There were quite a lot of questions about GlusterFS, and the acquisition, and especially about the future of HekaFS. There’s not a whole lot I can add to what I’ve said before on that subject. While I was in Bangalore a couple of weeks ago integration of the HekaFS functionality into GlusterFS was a major topic. We now have a concrete plan for how to do it, but implementation of that plan has barely begun and probably won’t ramp up fully until GlusterFS 3.3 is all the way out the door.

But enough about me and my project. What’s going on in the rest of the filesystems and storage world? Here are some of the papers that seemed most interesting to me.
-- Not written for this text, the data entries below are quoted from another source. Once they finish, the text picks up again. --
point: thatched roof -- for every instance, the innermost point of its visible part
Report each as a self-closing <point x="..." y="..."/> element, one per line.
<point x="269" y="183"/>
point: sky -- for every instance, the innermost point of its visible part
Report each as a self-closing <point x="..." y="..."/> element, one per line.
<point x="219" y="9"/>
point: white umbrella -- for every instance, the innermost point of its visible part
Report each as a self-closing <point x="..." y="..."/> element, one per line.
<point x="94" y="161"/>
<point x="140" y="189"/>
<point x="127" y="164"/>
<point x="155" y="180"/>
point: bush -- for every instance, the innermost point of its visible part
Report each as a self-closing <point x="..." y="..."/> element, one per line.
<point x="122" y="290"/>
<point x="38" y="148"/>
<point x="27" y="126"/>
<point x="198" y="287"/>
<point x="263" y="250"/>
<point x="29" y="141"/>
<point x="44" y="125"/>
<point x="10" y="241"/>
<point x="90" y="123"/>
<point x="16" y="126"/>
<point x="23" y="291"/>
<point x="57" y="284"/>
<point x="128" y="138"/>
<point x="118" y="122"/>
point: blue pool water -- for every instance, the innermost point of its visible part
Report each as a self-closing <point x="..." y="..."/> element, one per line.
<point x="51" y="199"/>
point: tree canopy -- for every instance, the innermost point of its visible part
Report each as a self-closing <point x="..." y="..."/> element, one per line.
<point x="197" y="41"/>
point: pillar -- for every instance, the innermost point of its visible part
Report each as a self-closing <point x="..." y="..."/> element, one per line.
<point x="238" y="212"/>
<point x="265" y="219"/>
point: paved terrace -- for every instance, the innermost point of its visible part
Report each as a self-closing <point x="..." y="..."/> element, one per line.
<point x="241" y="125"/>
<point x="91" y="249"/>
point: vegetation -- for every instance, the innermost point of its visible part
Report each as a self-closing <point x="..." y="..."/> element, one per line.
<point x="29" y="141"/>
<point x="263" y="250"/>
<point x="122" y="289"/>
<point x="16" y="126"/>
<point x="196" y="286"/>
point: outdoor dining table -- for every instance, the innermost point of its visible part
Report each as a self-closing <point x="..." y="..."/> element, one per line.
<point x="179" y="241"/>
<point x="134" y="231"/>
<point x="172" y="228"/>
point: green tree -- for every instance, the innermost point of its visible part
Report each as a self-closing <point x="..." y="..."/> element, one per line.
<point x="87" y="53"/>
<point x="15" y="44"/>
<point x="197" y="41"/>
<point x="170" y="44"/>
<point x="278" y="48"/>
  • Grupp et al’s Bleak Future of NAND Flash Memory was in the second slot on Wednesday, and seems to have attracted the most attention. That attention includes a mention on Slashdot, which I wouldn’t wish on anyone. Sure, they might not have accounted as fully as they could for likely future advances in how flash devices are built, especially with respect to number of chips. On the other hand, there’s still a huge difference between “I hope you’ll address X in your next paper” (the USENIX/ACM/IEEE approach) and “your paper sucks because X and hur hur hur” (the Slashdot/Reddit/HN approach). There were some interesting results in there, and if you really care about where flash is going I recommend reading the whole paper. The most worrying thing to me was the fact that TLC flash is likely to have such a low number of write cycles that it will be practically unusable for more than storing settings etc. in a real storage system based on something else.
  • Fryer et al‘s Recon: Verifying File System Consistency at Runtime was co-winner of the conference’s Best Paper award, and deservedly so. It looks like a very interesting approach to protecting storage systems against bugs in filesystems. As Daniel mentioned in a poster-session chat, approaches already exist to deal with other kinds of bugs or errors, so the decision to go where coverage is thin makes a lot of sense.
  • Chidambaram et al‘s Consistency Without Ordering described an approach to filesystem consistency that relies on issuing parallel requests for a single write in such a way that partial success can be detected and dealt with later, instead of having to serialize those requests. On the one hand, I think the basic idea holds a lot of promise. On the other hand, the implementation or explanation of that idea could have been better (hint: just don’t benchmark against ext2). Still, good ideas are the important thing, and I might write a separate post about this one, so I’ll leave it there for now.
  • Kim et al‘s Revisiting Storage for Smartphones was the other Best Paper winner, and again deservedly so. If your phone seems sluggish, it might not be the network. It might be a storage problem, either caused entirely or exacerbated by some applications’ use of storage in naive ways that don’t actually work that well on flash. SQLite deserves special condemnation here, since its behavior which is merely lousy on real storage becomes truly horrendous on low-end flash.
  • Sumbaly et al‘s Serving Large-scale Batch Computed Data with Project Voldemort was welcome not just because of the content, but also because it gave me a chance to meet Roshan in person at last. More generally, it gave the entire FAST crowd a chance to meet and listen to someone of his standing from a community that has IMO been too separate for too long. We definitely need more of this kind of cross-pollination.
  • There were a lot of good work-in-progress short talks, but this post is already getting unreasonably long so I’ll just pick one that particularly struck me. Rosenthal et al‘s Toward an Economic Model of Long-Term Storage (presented most ably by Ethan Miller due to illness) takes Monte Carlo methods more commonly used in the financial industry to estimate financial risk, and applies them to the problem of estimating the long-term cost of storing data.

I could go on and on about a half-dozen other papers as well. I highly recommend that anyone interested in these kind of things check out the full list of papers at the first link above. Even better, come to FAST’13 and see for yourself what new kinds of brilliance the coming year will bring.